Be afraid; be very afraid.
From “‘Created or saved’ doesn’t add up”, by Joseph Lawler:
…[t]he “created or saved” numbers are meaningless. The administration purposefully devised the metric to be nebulous. Without a counterfactual, showing the trend of unemployment in the absence of the stimulus, it is impossible to know how many jobs the stimulus saved.
But this is completely counter to what I learned in economics, and how, for instance, the CBO conducts analysis. I assume Mr. Lawler doesn’t dispute the impartiality of the CBO (but who knows?). Here’s the way real macroeconomists conduct analysis:
As the President has discussed, analysis done within the Administration has shown how his tax cuts have substantially offset the series of adverse shocks that have been buffeting the economy. Simulations of a conventional macroeconomic model show that, without the tax cuts, the level of real GDP would have been about 2 percent lower in the middle of 2003. About 1.5 million fewer people would have jobs today. The job market is not what we would like it to be right now, but it would have been worse without the Administration’s actions.
One can view the short-run effects of these tax cuts from a classic Keynesian perspective. The tax cuts let people keep more of the money they earned. This supported consumption and thus helped maintain the aggregate demand for goods and services. There is nothing novel about this. It is very conventional short-run stabilization policy: You can find it in all of the leading textbooks.
So let us return to how the Congressional Budget Office (CBO) conducted analysis. In their February analysis, they presented this set of results, based on a range of multipliers in the literature.
Table 1: from CBO, Estimated Macroeconomic Impacts of H.R. 1 as Passed by the House and by the Senate, February 11, 2009.
So GDP is estimated to be between 1.4 to 3.8 percentage points (ppts) higher than baseline in 2009Q4, due to the stimulus bill. The midpoint of this range is 2.6 ppts. Relatedly, the range of employment gain relative to baseline is 0.8 to 2.3 million; the midpoint of this range is 1.55 million.
Interestingly, taking the CEA’s model based approach (Table 2, Joint Economic Committee testimony of 22 October), and assuming the same incremental growth rate in 09Q4 as in 09Q3, the implied deviation from baseline is 2.56 ppts, or right in the midpoint of the CBO’s range.
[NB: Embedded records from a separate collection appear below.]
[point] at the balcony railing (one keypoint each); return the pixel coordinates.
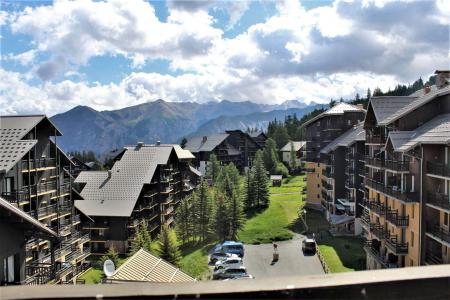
(397, 166)
(38, 163)
(439, 200)
(398, 248)
(438, 169)
(439, 233)
(407, 197)
(393, 217)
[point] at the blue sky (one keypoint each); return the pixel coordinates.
(112, 54)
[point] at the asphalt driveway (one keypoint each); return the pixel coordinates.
(258, 260)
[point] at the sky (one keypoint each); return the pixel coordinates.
(56, 55)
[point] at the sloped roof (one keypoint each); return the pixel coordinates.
(198, 144)
(391, 108)
(144, 266)
(5, 205)
(297, 146)
(357, 133)
(116, 195)
(436, 131)
(338, 109)
(12, 131)
(385, 106)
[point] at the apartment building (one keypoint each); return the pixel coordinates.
(319, 132)
(406, 205)
(144, 186)
(341, 186)
(35, 178)
(233, 146)
(286, 151)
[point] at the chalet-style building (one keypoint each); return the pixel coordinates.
(232, 146)
(319, 132)
(259, 137)
(342, 188)
(406, 206)
(286, 152)
(143, 187)
(15, 226)
(35, 177)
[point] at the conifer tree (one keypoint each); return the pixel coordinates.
(249, 195)
(184, 220)
(167, 247)
(220, 220)
(202, 208)
(213, 167)
(260, 181)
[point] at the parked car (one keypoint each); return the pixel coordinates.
(230, 273)
(218, 256)
(233, 247)
(232, 262)
(309, 246)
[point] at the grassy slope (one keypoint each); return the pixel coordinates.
(342, 254)
(273, 223)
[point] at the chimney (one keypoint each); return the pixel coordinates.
(139, 145)
(442, 77)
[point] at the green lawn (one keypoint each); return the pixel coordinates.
(342, 254)
(93, 276)
(273, 223)
(195, 260)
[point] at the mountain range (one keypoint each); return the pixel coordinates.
(101, 131)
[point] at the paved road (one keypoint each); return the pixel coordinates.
(258, 260)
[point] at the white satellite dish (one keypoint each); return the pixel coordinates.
(109, 268)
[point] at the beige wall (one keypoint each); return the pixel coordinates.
(314, 184)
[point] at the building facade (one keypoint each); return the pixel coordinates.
(233, 146)
(35, 177)
(143, 188)
(319, 132)
(406, 205)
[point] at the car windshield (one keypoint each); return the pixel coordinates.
(175, 144)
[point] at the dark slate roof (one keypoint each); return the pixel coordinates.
(297, 146)
(436, 131)
(116, 194)
(6, 206)
(12, 131)
(357, 133)
(197, 144)
(338, 109)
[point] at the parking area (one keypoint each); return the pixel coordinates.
(258, 260)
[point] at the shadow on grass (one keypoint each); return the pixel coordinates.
(255, 211)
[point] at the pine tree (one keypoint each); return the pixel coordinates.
(167, 247)
(220, 220)
(184, 220)
(202, 210)
(260, 181)
(293, 157)
(213, 167)
(236, 215)
(249, 195)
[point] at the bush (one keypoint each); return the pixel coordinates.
(281, 169)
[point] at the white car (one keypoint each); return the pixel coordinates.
(231, 262)
(219, 256)
(230, 273)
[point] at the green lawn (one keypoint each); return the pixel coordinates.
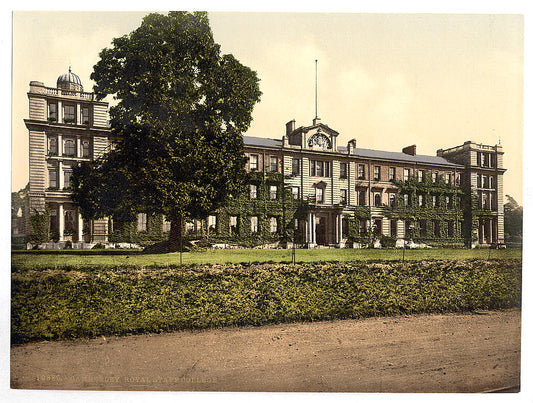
(34, 260)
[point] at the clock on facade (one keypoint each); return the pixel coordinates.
(319, 140)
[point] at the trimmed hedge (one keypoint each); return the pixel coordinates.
(69, 303)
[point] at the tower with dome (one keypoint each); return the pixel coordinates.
(66, 127)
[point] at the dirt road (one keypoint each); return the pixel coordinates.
(426, 353)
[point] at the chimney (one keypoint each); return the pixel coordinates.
(351, 145)
(411, 150)
(290, 126)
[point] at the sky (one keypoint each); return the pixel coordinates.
(387, 80)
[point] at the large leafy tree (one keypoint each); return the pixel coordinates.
(177, 127)
(513, 215)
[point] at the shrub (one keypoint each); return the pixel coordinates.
(50, 303)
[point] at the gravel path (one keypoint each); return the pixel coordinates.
(423, 353)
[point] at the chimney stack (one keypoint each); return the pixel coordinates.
(290, 126)
(351, 145)
(411, 150)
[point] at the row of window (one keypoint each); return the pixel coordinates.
(487, 200)
(486, 160)
(272, 191)
(53, 178)
(211, 224)
(377, 227)
(324, 169)
(253, 163)
(361, 197)
(69, 113)
(486, 181)
(68, 148)
(408, 200)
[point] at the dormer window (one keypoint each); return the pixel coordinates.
(52, 146)
(85, 115)
(52, 112)
(69, 114)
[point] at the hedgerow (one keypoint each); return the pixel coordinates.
(65, 303)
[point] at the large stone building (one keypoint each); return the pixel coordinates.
(358, 194)
(304, 186)
(66, 126)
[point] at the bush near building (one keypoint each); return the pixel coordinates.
(50, 303)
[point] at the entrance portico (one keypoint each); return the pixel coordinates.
(324, 227)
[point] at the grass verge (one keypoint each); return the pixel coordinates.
(51, 303)
(110, 258)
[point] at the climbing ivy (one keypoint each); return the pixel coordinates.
(283, 207)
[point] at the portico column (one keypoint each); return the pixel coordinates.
(60, 176)
(314, 228)
(59, 145)
(340, 228)
(309, 228)
(61, 217)
(59, 112)
(80, 228)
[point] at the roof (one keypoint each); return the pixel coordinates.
(360, 152)
(398, 156)
(69, 78)
(262, 142)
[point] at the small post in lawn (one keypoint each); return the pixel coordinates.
(181, 240)
(293, 249)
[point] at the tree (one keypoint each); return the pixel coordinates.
(177, 127)
(513, 213)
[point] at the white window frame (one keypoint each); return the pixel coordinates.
(273, 192)
(254, 223)
(141, 222)
(273, 224)
(254, 162)
(253, 191)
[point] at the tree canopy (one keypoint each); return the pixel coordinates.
(177, 126)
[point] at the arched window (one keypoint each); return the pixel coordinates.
(70, 148)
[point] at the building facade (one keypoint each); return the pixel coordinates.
(356, 195)
(304, 187)
(66, 126)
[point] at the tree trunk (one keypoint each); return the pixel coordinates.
(175, 234)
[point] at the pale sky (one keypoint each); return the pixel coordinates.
(387, 80)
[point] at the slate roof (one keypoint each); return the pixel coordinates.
(262, 142)
(398, 156)
(360, 152)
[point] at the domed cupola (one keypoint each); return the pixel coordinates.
(69, 81)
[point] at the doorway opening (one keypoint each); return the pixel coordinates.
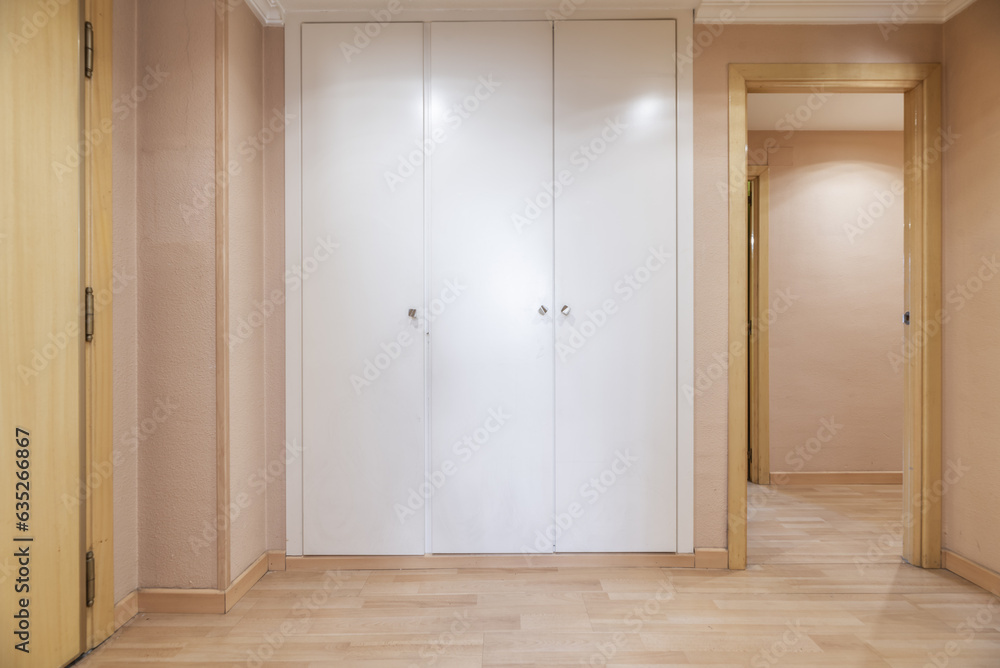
(919, 192)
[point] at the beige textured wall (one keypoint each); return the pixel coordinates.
(750, 44)
(836, 289)
(176, 285)
(249, 310)
(274, 284)
(971, 425)
(176, 300)
(125, 344)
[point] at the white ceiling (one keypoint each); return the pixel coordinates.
(828, 111)
(887, 12)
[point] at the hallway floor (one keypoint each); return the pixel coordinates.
(825, 587)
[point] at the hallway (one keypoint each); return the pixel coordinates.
(803, 601)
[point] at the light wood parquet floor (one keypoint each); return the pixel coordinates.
(825, 587)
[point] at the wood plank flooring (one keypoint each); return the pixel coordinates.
(815, 594)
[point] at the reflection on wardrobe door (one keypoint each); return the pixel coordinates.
(615, 270)
(491, 346)
(362, 231)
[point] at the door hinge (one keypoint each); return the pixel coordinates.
(88, 315)
(88, 49)
(91, 588)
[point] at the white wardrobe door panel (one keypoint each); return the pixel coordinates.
(491, 351)
(615, 231)
(363, 384)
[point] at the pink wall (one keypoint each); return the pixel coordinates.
(249, 308)
(836, 283)
(125, 342)
(750, 44)
(971, 424)
(176, 295)
(175, 315)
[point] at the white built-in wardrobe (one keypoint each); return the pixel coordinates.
(488, 327)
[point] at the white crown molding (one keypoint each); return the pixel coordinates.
(896, 12)
(270, 12)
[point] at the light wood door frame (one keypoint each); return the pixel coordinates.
(921, 86)
(758, 291)
(98, 364)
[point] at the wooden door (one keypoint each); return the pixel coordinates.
(41, 360)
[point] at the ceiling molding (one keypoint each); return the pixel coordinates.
(270, 12)
(887, 12)
(416, 6)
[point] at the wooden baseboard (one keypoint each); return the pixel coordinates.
(245, 580)
(276, 560)
(711, 557)
(126, 609)
(971, 571)
(203, 601)
(432, 561)
(836, 477)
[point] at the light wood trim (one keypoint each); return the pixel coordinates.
(99, 359)
(222, 297)
(126, 609)
(431, 561)
(837, 478)
(194, 601)
(841, 77)
(245, 580)
(762, 336)
(971, 571)
(921, 84)
(912, 241)
(737, 470)
(276, 560)
(711, 557)
(931, 305)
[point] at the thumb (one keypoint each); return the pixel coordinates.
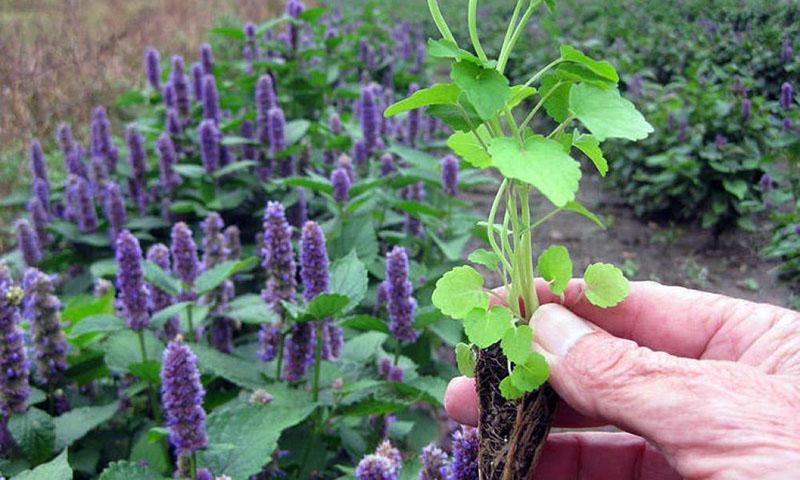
(618, 382)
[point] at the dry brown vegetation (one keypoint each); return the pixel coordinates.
(62, 57)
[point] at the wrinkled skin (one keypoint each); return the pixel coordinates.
(703, 387)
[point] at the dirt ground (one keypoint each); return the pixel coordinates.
(672, 255)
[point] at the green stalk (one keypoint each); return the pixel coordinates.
(501, 63)
(472, 19)
(441, 23)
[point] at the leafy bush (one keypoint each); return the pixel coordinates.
(257, 360)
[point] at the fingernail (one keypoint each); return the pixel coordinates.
(556, 329)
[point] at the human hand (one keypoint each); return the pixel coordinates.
(707, 386)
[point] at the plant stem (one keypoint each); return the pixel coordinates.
(317, 362)
(441, 23)
(472, 20)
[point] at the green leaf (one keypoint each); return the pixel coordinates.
(604, 69)
(606, 114)
(56, 469)
(128, 471)
(211, 279)
(34, 432)
(530, 375)
(541, 163)
(326, 305)
(590, 146)
(509, 391)
(606, 285)
(486, 88)
(484, 329)
(252, 432)
(459, 291)
(555, 266)
(517, 343)
(484, 257)
(467, 146)
(465, 359)
(76, 423)
(161, 279)
(349, 277)
(437, 94)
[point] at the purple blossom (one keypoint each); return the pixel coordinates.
(167, 159)
(152, 67)
(464, 465)
(28, 243)
(158, 254)
(42, 310)
(178, 80)
(207, 58)
(184, 254)
(39, 219)
(209, 137)
(38, 164)
(341, 185)
(182, 398)
(210, 99)
(14, 388)
(134, 297)
(369, 117)
(299, 350)
(434, 464)
(787, 95)
(114, 209)
(313, 261)
(400, 303)
(450, 175)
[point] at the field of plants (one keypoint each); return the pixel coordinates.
(268, 257)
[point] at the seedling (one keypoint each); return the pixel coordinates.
(579, 96)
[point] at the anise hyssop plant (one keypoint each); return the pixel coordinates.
(581, 97)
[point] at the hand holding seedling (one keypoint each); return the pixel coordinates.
(708, 386)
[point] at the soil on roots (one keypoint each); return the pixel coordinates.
(511, 433)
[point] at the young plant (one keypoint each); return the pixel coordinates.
(580, 96)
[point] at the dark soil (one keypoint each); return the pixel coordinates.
(670, 254)
(511, 433)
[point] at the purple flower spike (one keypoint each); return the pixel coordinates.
(434, 464)
(159, 255)
(450, 175)
(14, 388)
(341, 185)
(114, 209)
(182, 398)
(152, 67)
(42, 310)
(134, 298)
(178, 80)
(465, 454)
(28, 243)
(787, 95)
(401, 304)
(207, 59)
(277, 130)
(210, 99)
(313, 261)
(369, 117)
(184, 255)
(209, 137)
(167, 159)
(82, 203)
(299, 351)
(39, 219)
(38, 164)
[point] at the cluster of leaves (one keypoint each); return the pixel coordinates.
(325, 430)
(479, 105)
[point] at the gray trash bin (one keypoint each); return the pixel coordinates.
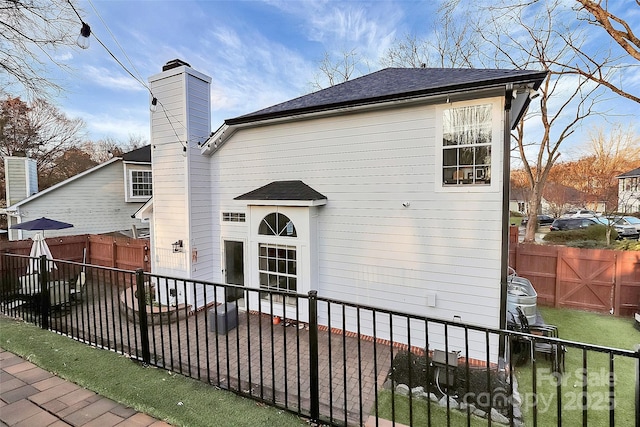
(223, 318)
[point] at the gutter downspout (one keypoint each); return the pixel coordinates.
(506, 177)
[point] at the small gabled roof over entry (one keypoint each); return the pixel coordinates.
(284, 193)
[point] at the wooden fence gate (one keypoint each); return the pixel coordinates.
(600, 280)
(585, 281)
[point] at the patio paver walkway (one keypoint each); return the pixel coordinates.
(31, 396)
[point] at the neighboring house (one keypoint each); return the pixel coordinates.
(389, 190)
(556, 200)
(629, 191)
(99, 200)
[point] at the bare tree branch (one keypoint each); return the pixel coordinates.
(31, 33)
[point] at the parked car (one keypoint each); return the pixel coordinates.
(579, 213)
(624, 231)
(560, 224)
(542, 220)
(628, 220)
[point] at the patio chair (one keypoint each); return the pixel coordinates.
(551, 350)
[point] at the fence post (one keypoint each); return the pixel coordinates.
(44, 293)
(314, 381)
(142, 316)
(638, 385)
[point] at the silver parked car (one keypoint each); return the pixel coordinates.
(624, 231)
(579, 213)
(628, 220)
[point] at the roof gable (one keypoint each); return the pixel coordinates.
(292, 191)
(394, 84)
(139, 155)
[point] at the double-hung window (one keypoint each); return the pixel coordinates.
(141, 183)
(466, 145)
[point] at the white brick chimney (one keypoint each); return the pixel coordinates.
(181, 185)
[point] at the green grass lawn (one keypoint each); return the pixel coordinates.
(591, 328)
(574, 325)
(179, 400)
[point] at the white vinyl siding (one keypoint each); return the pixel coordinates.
(369, 247)
(94, 203)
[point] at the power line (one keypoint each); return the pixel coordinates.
(86, 31)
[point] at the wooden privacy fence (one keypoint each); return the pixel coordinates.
(599, 280)
(103, 250)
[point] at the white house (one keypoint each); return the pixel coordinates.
(100, 200)
(389, 190)
(629, 191)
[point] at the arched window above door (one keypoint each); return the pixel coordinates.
(277, 224)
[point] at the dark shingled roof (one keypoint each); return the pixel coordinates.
(635, 172)
(283, 190)
(142, 154)
(394, 84)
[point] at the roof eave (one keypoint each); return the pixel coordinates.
(297, 203)
(534, 80)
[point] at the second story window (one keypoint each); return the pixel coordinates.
(141, 183)
(466, 144)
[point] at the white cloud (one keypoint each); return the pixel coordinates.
(115, 80)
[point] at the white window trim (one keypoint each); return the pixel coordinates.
(130, 196)
(496, 148)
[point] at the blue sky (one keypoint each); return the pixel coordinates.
(258, 53)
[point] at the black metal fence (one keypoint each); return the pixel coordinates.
(327, 360)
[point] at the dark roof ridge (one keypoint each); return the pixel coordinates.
(393, 84)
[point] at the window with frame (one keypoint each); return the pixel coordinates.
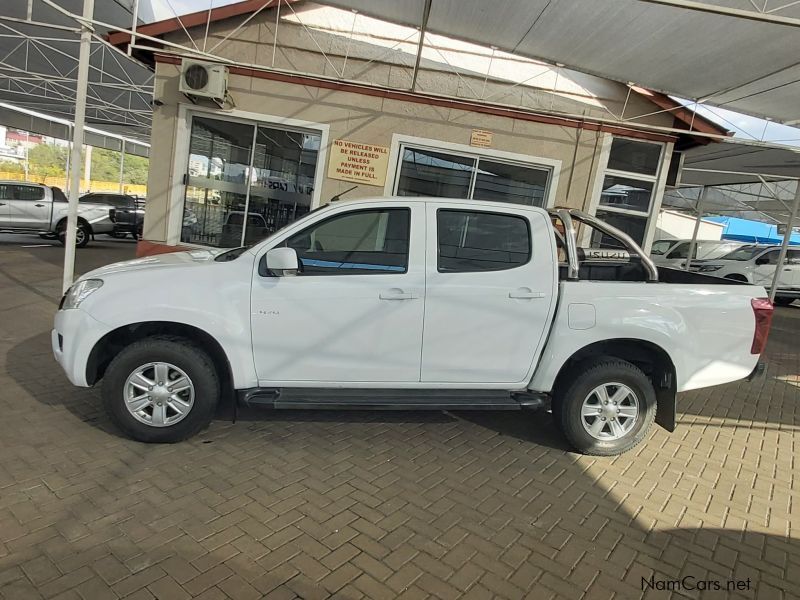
(29, 192)
(472, 241)
(443, 174)
(356, 243)
(629, 189)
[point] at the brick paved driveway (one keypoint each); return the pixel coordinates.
(379, 505)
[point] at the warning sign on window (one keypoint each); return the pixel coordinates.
(359, 163)
(481, 138)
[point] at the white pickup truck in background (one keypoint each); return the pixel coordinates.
(410, 303)
(37, 208)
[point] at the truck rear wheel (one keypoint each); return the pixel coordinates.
(161, 389)
(608, 407)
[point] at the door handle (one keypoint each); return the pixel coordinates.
(396, 294)
(525, 293)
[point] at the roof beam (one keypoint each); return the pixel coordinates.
(728, 12)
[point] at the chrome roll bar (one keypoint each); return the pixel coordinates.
(571, 243)
(567, 216)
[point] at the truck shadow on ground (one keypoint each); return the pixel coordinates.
(573, 529)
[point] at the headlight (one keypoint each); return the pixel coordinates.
(80, 291)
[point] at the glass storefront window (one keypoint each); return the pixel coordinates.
(429, 173)
(503, 182)
(634, 157)
(629, 194)
(632, 225)
(237, 193)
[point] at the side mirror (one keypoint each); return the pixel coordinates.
(282, 262)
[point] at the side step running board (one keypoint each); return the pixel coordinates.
(391, 399)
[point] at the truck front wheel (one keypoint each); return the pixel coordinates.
(82, 234)
(608, 407)
(161, 389)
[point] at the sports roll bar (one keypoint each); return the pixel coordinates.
(571, 243)
(567, 215)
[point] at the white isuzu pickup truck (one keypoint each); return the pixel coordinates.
(410, 303)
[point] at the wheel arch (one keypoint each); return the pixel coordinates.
(651, 358)
(114, 341)
(81, 220)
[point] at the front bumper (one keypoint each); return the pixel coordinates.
(73, 337)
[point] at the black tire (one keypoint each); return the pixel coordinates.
(587, 377)
(83, 234)
(197, 366)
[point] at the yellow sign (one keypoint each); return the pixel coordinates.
(481, 138)
(359, 163)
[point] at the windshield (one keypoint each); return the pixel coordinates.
(743, 253)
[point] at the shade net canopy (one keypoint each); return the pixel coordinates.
(723, 52)
(39, 65)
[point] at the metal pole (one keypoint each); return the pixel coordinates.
(121, 165)
(785, 244)
(66, 166)
(693, 244)
(77, 142)
(134, 22)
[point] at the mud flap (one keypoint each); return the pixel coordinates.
(666, 398)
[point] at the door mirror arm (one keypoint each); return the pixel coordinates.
(279, 262)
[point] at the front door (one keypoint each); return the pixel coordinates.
(354, 312)
(29, 209)
(491, 280)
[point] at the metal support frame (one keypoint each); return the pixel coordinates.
(77, 143)
(693, 243)
(121, 167)
(426, 12)
(785, 244)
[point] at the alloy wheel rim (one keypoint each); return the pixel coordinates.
(610, 411)
(158, 394)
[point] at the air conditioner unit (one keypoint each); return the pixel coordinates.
(204, 80)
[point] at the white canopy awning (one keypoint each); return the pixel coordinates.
(721, 52)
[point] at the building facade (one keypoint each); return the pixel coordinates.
(330, 112)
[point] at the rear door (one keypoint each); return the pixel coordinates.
(29, 208)
(491, 280)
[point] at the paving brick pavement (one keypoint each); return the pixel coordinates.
(379, 505)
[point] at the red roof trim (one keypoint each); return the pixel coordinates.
(685, 115)
(418, 98)
(122, 38)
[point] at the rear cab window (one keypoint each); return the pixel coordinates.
(475, 241)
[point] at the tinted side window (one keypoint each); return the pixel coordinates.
(29, 192)
(58, 195)
(360, 242)
(477, 241)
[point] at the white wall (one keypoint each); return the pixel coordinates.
(677, 226)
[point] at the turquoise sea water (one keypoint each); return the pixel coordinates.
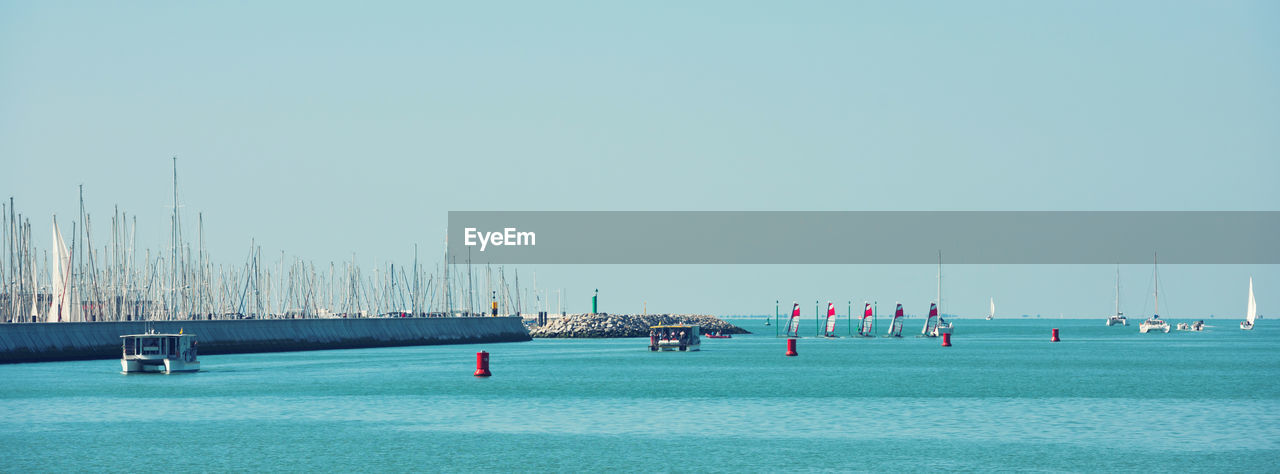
(1001, 399)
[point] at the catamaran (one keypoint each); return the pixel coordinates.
(831, 320)
(1155, 323)
(1252, 313)
(895, 328)
(1119, 317)
(941, 327)
(794, 324)
(154, 351)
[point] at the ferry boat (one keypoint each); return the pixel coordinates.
(160, 352)
(1197, 326)
(673, 337)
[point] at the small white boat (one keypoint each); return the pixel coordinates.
(1194, 327)
(1119, 317)
(1252, 313)
(159, 352)
(1155, 323)
(673, 337)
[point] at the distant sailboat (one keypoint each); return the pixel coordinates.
(1119, 317)
(831, 320)
(794, 324)
(895, 328)
(1155, 323)
(1252, 313)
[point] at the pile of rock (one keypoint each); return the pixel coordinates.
(627, 324)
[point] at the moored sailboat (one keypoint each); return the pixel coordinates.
(1155, 323)
(1119, 317)
(1252, 311)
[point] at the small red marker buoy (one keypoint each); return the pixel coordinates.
(483, 364)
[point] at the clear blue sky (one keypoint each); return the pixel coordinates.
(328, 128)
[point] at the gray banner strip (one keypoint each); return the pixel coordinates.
(864, 237)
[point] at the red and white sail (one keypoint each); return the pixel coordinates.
(931, 323)
(831, 319)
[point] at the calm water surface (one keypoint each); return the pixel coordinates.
(1001, 399)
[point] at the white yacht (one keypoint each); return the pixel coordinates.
(1252, 313)
(1119, 317)
(152, 351)
(1155, 323)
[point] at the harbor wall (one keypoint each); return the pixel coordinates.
(31, 342)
Now using the error correction model that I estimated in last Tuesday’s post (where the cointegrating relationship between log GDP and log nonfarm payroll employment is 0.37), I find the range of increased employment relative to baseline is between 0.68 and 1.84 million, slightly lower than the CBO range of 0.8 and 2.3 million. The estimated employment impact is 1.26 million, using the midpoint of the CBO range for impact on GDP.
I know counterfactuals and math are hard to fit on a bumper sticker. But one would hope that in an 800-plus word essay on economics (even if in Politico), some economic content could be included.
By the way, Jeff Frankel debunks a similar misapprehension in National Journal.